Thanks for the feedback!
When in doubt, ask a lawyer. Even if you have to pay a bit for it, having the defense of "I cleared it with my lawyer, I did my due diligence" could prove very important down the road.
But in my non-professional non-legal opinion, having cameras to monitor common-areas seems pretty above-board to me. I would just make sure they are disclosed to the tenants to stave off issues.
Congratulations on your decision to install cameras at your property. You are increasing protection for your tenants, yourself, and your investment asset.
I offer the the following suggestions to ensure that you tenants are properly informed of the cameras and the cameras limitations:
* Drop your tenants a written memo or email letting them know that you are installing the cameras. I suggest stating in writing explicitly that the cameras will not be actively monitored. This ensures that your tenant and their guests won't mislead that they are "protected" by someone actually monitoring 24/7 so theoretically a crime could be thwarted in-progress. (I post this assuming that you will have a DVR or cloud storage for the footage and that an individual or security company won't be monitoring 24/7).
* Post signs for the cameras. This is strong deterrent and will place others on notice that they are being recorded. If the cameras are located in an obvious public location, the law does not provide an expectation of privacy so you are not invading anyone's rights. However, it is good business and tenant practices to over-disclose that they are being recorded.
* In your communication with your tenants, I wouldn't not use the term "security cameras." I suggest just using cameras. This just an extra safeguard for you. Again, this is to protect you from possible misperceptions or inflated expectations of security that you are/aren't providing.

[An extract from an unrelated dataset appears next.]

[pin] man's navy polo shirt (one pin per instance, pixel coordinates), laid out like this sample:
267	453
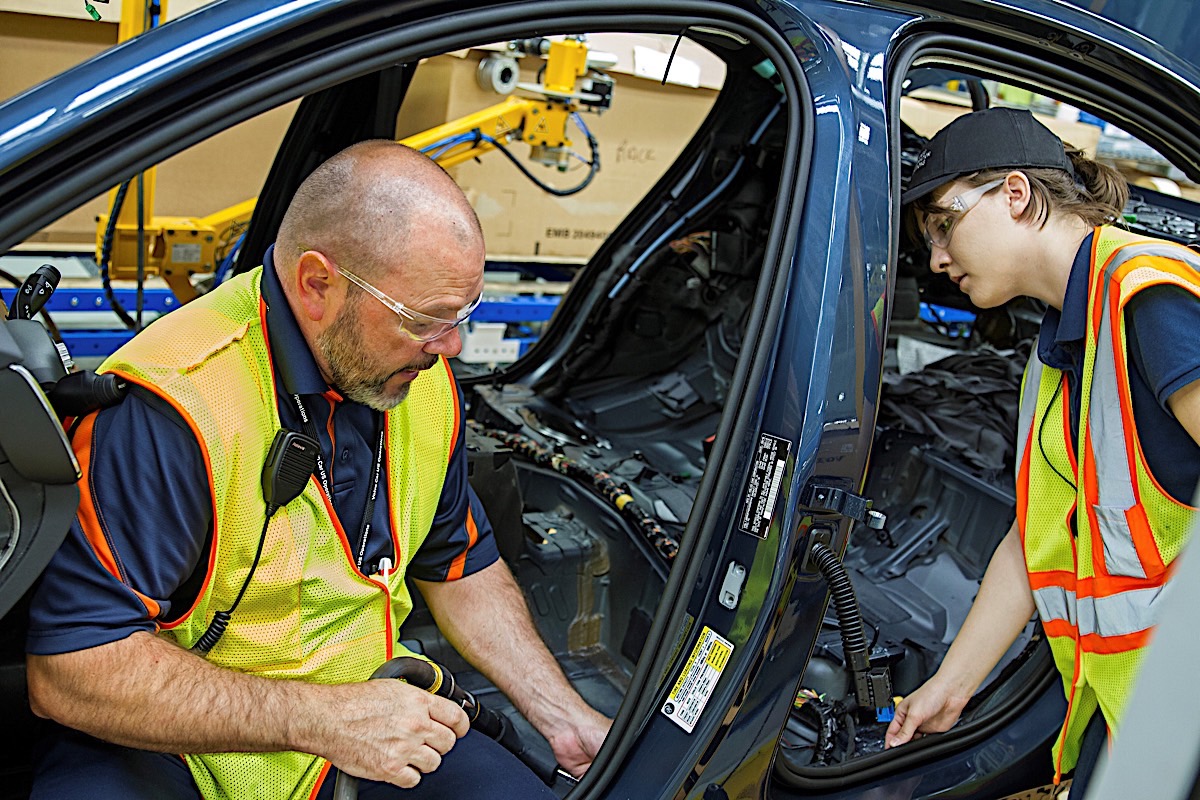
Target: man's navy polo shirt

One final suggestion: reach out to your insurance company and see if there are any discounts for security camera installation.
Thanks @Jason Insalaco ! I will use these recommendations. Someone broke into my tenant's car this week. My missions statement is to provide safe housing so I am going to install cameras.
My opinion is you don’t need to run it by the tenants. Install them and I personally would put up some signs since deturance is what you want. Very few (reasonably priced) security cameras can give good enough quality at night to positively ID someone. With as short handed as law enforcement is, there won’t be much effort put into finding someone who stole change from a car. From a legal standpoint, you are good. There is no expectation of privacy in a common area. Just make sure your not installing them in the bathrooms or into peoples homes. Lol. Anyone who has issues with you putting them up you don’t want.